OpenSSH CA in production: a complete guide

OpenSSH has supported certificates since version 5.4, released in 2010. Despite that, most teams that try to roll out an SSH Certificate Authority run into the same five problems in the first week. They are all small, all configurable, and all easy to debug once you know they exist. This article walks through each in order, with the configuration you need to ship, and the verification step to prove it works.

The reference target is OpenSSH 8.4 (released September 2020) or later on both client and server. Earlier versions work, with one substantive caveat covered below. The relevant standards are RFC 4252 (SSH authentication protocol), RFC 4253 (transport layer), and the certificate format from PROTOCOL.certkeys in the OpenSSH source tree, which never made it into an RFC because Tatu Ylonen and the OpenSSH maintainers disagreed about the IETF process. The de-facto standard works fine.

Pitfall 1: certificate TTL chosen badly

The first decision is how long a certificate is valid. The two failure modes are symmetric. Too long and revocation becomes a real problem (you have to push KRLs, see below). Too short and engineers re-authenticate constantly and start scripting around the CA, which defeats the audit story.

The sweet spot for human users is 4 to 8 hours. That is one work session. The engineer signs in once in the morning, the cert covers them until lunch or until end-of-day, and they re-authenticate cleanly.

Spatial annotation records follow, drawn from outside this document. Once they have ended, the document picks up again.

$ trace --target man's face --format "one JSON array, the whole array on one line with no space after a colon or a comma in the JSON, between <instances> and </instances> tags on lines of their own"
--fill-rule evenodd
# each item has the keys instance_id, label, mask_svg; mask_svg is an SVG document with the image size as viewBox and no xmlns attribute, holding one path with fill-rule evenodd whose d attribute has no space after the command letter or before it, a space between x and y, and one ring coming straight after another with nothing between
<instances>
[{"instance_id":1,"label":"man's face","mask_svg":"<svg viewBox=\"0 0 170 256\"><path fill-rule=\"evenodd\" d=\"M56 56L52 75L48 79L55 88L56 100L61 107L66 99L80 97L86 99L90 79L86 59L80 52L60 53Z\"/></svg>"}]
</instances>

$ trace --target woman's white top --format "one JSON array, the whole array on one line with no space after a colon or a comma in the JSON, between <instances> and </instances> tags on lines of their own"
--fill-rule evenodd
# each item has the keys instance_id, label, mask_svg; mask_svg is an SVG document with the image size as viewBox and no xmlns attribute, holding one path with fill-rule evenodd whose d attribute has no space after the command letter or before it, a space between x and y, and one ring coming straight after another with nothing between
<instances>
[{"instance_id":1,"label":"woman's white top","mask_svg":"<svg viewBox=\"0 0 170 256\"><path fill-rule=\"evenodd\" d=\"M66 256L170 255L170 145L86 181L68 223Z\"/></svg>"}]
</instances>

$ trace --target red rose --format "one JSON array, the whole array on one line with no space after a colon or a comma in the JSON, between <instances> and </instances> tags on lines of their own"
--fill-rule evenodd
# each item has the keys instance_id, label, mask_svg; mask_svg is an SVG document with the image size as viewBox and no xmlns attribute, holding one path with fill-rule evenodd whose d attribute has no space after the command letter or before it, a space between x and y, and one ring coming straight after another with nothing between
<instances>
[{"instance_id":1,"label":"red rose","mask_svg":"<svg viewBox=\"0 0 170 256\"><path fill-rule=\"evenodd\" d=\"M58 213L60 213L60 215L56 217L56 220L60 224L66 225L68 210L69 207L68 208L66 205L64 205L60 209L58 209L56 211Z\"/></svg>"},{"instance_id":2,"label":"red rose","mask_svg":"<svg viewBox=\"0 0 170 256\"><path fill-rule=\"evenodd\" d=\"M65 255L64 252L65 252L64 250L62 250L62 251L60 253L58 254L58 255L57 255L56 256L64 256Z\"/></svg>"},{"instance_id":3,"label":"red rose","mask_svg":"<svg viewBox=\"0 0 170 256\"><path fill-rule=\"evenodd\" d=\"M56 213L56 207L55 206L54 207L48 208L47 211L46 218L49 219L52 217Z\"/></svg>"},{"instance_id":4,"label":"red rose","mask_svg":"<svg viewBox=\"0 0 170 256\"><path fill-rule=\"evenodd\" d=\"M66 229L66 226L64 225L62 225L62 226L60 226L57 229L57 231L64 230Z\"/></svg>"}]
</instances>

For service accounts and CI workloads, a much shorter TTL (5 to 15 minutes) is correct, because the certificate is requested programmatically per job and there is no friction.

The cert validity window is set at signing time:

# Sign a user cert valid for 4 hours, identity alice@example.com
ssh-keygen -s ca_user -I "alice@example.com" \
  -n "alice,alice@example.com" \
  -V +4h \
  -O source-address=10.0.0.0/8,192.168.0.0/16 \
  -z $(date +%s) \
  alice_id_ed25519.pub

# Inspect the resulting cert
ssh-keygen -L -f alice_id_ed25519-cert.pub

The -V +4h sets the validity period. The -n flag is the principal list (covered next). The -z sets a serial number, useful for revocation. The source-address critical option binds the cert to a CIDR set — connections from outside those ranges fail closed at sshd with no fallback to other auth methods. That last bit is worth its weight: a leaked cert outside your VPN range is useless.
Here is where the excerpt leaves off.